Whether highly classified missions increasingly should be carried out from countries other than Britain due to confidentiality fears is also being considered, this could see US agents being redeployed.
One former official who only recently left the White House’s National Security Council, which is leading the review, said it was “likely” some assets would be removed from Britain.
“This was not a bluff. You cannot mitigate the danger Boris Johnson is exposing the UK to by letting Huawei into the network,” the source said.
“This is the White House saying, ‘OK, if they’re going to go down this path and put themselves at risk, then how do we protect ourselves?'”
The review marks a significant escalation in the Huawei row, with the US now going beyond words of warning, and taking concrete steps that could end up harming military and intelligence ties.
Council spokesman John Ullyot declined to comment.
The UK has maintained that giving Huawei limited access will not compromise its 5G network.
The review comes as Donald Trump takes an increasingly confrontational approach towards Beijing. The US President has blamed China for not doing more to stop the coronavirus outbreak when it first emerged there.
British Prime Minister Boris Johnson announced in January that Huawei would be allowed to build some of Britain’s 5G network – defying sustained lobbying against that by the Trump administration.

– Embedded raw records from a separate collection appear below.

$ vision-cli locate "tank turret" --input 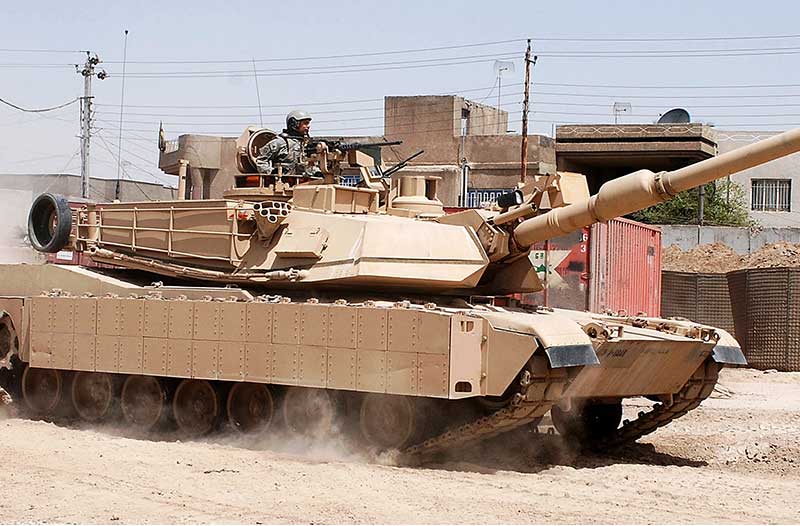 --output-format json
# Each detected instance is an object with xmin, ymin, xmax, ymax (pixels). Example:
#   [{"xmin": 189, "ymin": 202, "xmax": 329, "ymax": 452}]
[{"xmin": 29, "ymin": 130, "xmax": 800, "ymax": 296}]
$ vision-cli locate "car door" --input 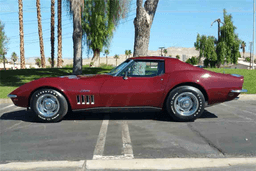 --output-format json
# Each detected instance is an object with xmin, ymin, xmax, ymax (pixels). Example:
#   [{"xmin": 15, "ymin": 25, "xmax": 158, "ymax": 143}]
[{"xmin": 100, "ymin": 60, "xmax": 167, "ymax": 107}]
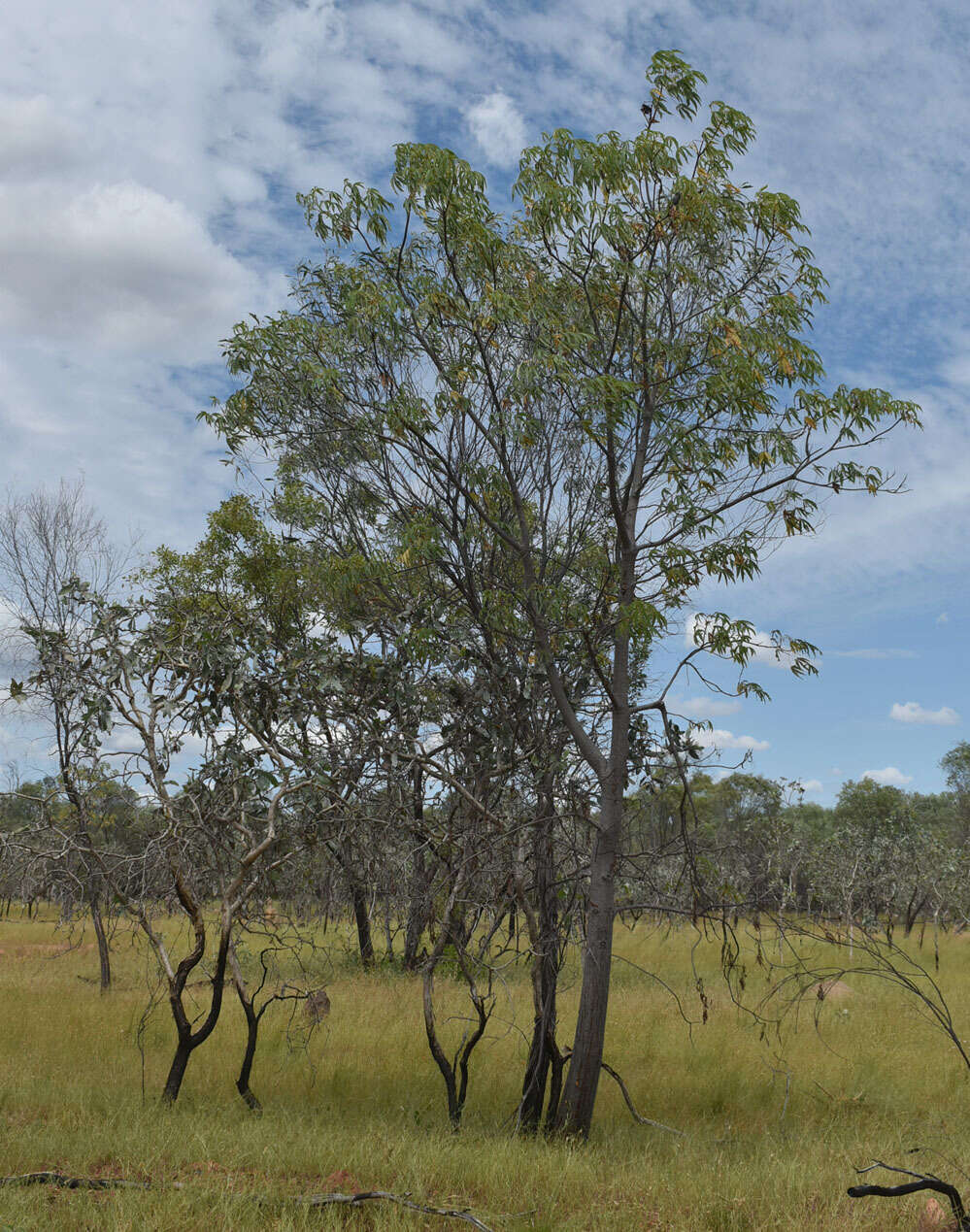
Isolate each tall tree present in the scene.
[0,481,124,992]
[210,51,917,1136]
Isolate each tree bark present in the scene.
[518,782,559,1133]
[351,878,375,967]
[555,776,622,1139]
[90,893,111,993]
[161,1039,192,1104]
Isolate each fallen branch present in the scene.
[0,1172,494,1232]
[297,1189,493,1232]
[600,1061,686,1139]
[0,1172,151,1189]
[847,1159,970,1232]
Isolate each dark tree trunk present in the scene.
[518,783,559,1133]
[404,765,431,971]
[161,874,232,1104]
[351,879,375,967]
[90,894,111,993]
[555,757,626,1139]
[161,1037,193,1104]
[235,984,262,1113]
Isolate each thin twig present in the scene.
[600,1061,686,1139]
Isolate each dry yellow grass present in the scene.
[0,910,970,1232]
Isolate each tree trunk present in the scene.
[90,894,111,993]
[349,878,375,967]
[161,1039,192,1104]
[555,757,626,1139]
[404,765,430,971]
[518,784,559,1133]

However, Johnson set restrictions, barring Huawei from “core” parts of the network, such as near military facilities and nuclear sites, and capping its share of non-sensitive parts to 35 per cent.
The Trump administration has long maintained that letting Huawei build any part of the 5G network would effectively give the Chinese government access to sensitive communications.
The totality of the review means everything from the more than 10,000 US military personnel in Britain to scores of military vehicles will be looked at, not to mention intelligence operations.
The RC-135s are officially assigned to a base in Nebraska, but are effectively operated out of RAF Mildenhall in Sussex. Around half a dozen RC-135s are often at the base, where 500 Americans are stationed. They have been used recently in the Middle East.
Another issue is US agents who carry out secret missions in Britain. Sources familiar with the review questioned whether agents using personal phones and other internet-connected devices could really keep their messages safe.
Some Republicans see a pulling back in Britain as matching their belief in the need for a US military refocusing on Asia. A Republican congressional adviser said: “Britain is forcing us into a corner to make decisions and ponder consequences we don’t want to make or ponder. We would rather the special relationship be renewed and revitalised, but it is difficult to do when genuine security interests were discarded.”
It is understood that British Defence Secretary Ben Wallace was not informed of the review by counterparts when he visited Washington in March.
US National Security Adviser Robert O’Brien said UK-US intelligence cooperation would continue, but added in a joke now pointed to by Trump administration insiders, it may have to be done with “carrier pigeons”.
No 10 and the British Ministry of Defence declined to comment.